Last weekend, dignify launched the “Rest Collection” of kantha blankets along with our anniversary celebration. But, I didn’t expound upon the meaning behind the name. “Rest”, as in, is the rest of the blankets I had? Ha ha… no.
The story of this name (isn’t there always a story? ;) isn’t a narrative, but it is an often-lived tale: the one of busyness. In our culture, busy is the banner over much of life, and never is it more so than at this time of year. The holiday season is the busiest time for busy people, but isn't the season supposed to be about peace?
For me, running a business while also being a full time parent to young children was never going to be “restful” in a classical sense of the word. But is there not a deep, peaceful satisfaction of good work done well? Does fullness have to mean chaos? How, this upcoming holiday season, can I – amidst the busyness – live nonetheless in a sense of rest?
One key foundation for me, personally, as I began dignify, was a concept out of Biblical history. There is an exchange detailed between Yahweh and the people of Israel that goes something like this:
The people say, “God, we are fasting & resting on the Sabbath like you told us.
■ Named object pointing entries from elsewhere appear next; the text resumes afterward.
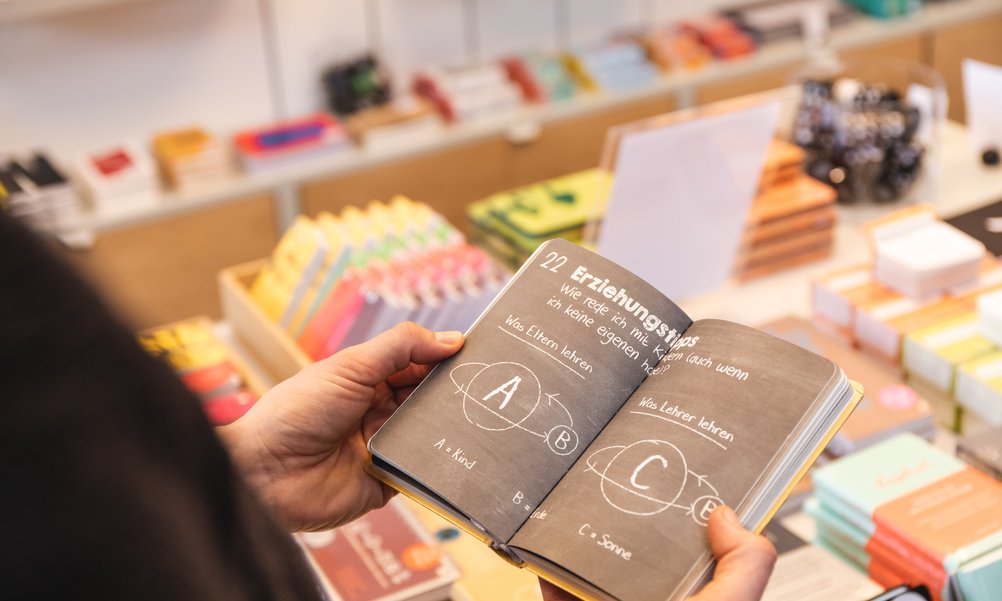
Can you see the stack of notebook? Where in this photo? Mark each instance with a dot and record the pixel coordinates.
(918, 255)
(119, 175)
(904, 511)
(340, 279)
(206, 366)
(792, 220)
(191, 158)
(290, 141)
(466, 93)
(511, 224)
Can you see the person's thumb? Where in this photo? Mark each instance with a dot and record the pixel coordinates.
(373, 362)
(743, 560)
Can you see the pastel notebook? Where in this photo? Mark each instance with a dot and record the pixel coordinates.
(925, 513)
(588, 427)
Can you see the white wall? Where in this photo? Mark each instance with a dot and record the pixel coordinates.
(78, 79)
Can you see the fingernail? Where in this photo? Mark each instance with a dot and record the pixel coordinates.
(449, 338)
(728, 515)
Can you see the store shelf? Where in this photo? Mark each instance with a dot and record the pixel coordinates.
(17, 10)
(862, 32)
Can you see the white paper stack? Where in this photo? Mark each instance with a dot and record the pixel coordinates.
(120, 175)
(922, 255)
(468, 93)
(990, 317)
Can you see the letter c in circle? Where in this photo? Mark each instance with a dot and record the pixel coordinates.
(639, 468)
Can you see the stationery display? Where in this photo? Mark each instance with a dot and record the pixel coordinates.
(40, 195)
(791, 221)
(862, 138)
(619, 64)
(386, 555)
(192, 158)
(406, 120)
(907, 512)
(624, 406)
(983, 451)
(206, 366)
(338, 280)
(355, 85)
(466, 93)
(278, 144)
(541, 77)
(119, 175)
(511, 224)
(806, 572)
(918, 254)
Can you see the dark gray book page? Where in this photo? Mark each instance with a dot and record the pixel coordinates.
(542, 372)
(630, 516)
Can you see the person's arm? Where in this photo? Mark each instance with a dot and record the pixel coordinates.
(743, 563)
(303, 445)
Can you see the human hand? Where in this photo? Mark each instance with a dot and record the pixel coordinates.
(743, 563)
(303, 445)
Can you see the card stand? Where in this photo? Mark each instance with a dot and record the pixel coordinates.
(270, 346)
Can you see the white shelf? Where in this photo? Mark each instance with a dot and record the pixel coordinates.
(861, 32)
(16, 10)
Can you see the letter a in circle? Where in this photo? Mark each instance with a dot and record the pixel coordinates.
(507, 389)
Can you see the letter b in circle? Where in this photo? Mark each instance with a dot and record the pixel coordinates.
(562, 440)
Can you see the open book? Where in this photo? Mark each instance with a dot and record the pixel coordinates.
(588, 427)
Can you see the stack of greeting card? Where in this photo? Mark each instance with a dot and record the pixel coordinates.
(337, 280)
(907, 512)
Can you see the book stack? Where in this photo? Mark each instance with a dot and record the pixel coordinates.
(466, 93)
(904, 511)
(206, 366)
(542, 78)
(191, 158)
(338, 280)
(41, 196)
(386, 555)
(918, 254)
(791, 221)
(983, 451)
(613, 65)
(279, 144)
(118, 176)
(673, 48)
(406, 120)
(511, 224)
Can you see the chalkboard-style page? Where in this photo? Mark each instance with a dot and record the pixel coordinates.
(494, 428)
(629, 518)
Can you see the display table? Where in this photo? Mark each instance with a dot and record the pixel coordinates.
(960, 182)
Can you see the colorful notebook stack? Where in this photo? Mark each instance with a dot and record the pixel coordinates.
(191, 158)
(206, 367)
(279, 144)
(673, 49)
(41, 196)
(385, 555)
(792, 220)
(917, 254)
(983, 451)
(613, 65)
(904, 511)
(467, 93)
(511, 224)
(338, 280)
(119, 175)
(542, 78)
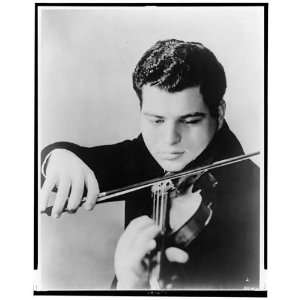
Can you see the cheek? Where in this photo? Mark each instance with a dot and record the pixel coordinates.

Aren’t you pleased?” And his response is, “Yes, you are fasting, but while you fast, your workers are being exploited! Yes, you are resting, but at the end of the day you finish it with quarrelling & fistfights! You’re not quite getting it.”
He goes on to detail the kind of “day” he’s after: to break the chains of injustice, get rid of exploitation in the workplace, free the oppressed, cancel debts. To share food with the hungry, invite the homeless poor into your homes, put clothes on the shivering ill-clad, be available to your own families.
“Do this,” he says, “and the lights will turn on, and your lives will turn around at once.”
As I have prepared over the past few weeks (and continue to scurry & pack orders & email & do parent teacher interviews, etc.), I often look to the names of the throws and cling to them.
These things may not be defining the activity of my everyday, but the posture is there. There is a peace to taking care of people, to doing what I can, to filling my days in part with “the good” – in my small way.
My hope is that during this busy season, you, too, can find rest in your good work; even if that work is as simple as passing kindness to a service worker or sharing cans with the food bank.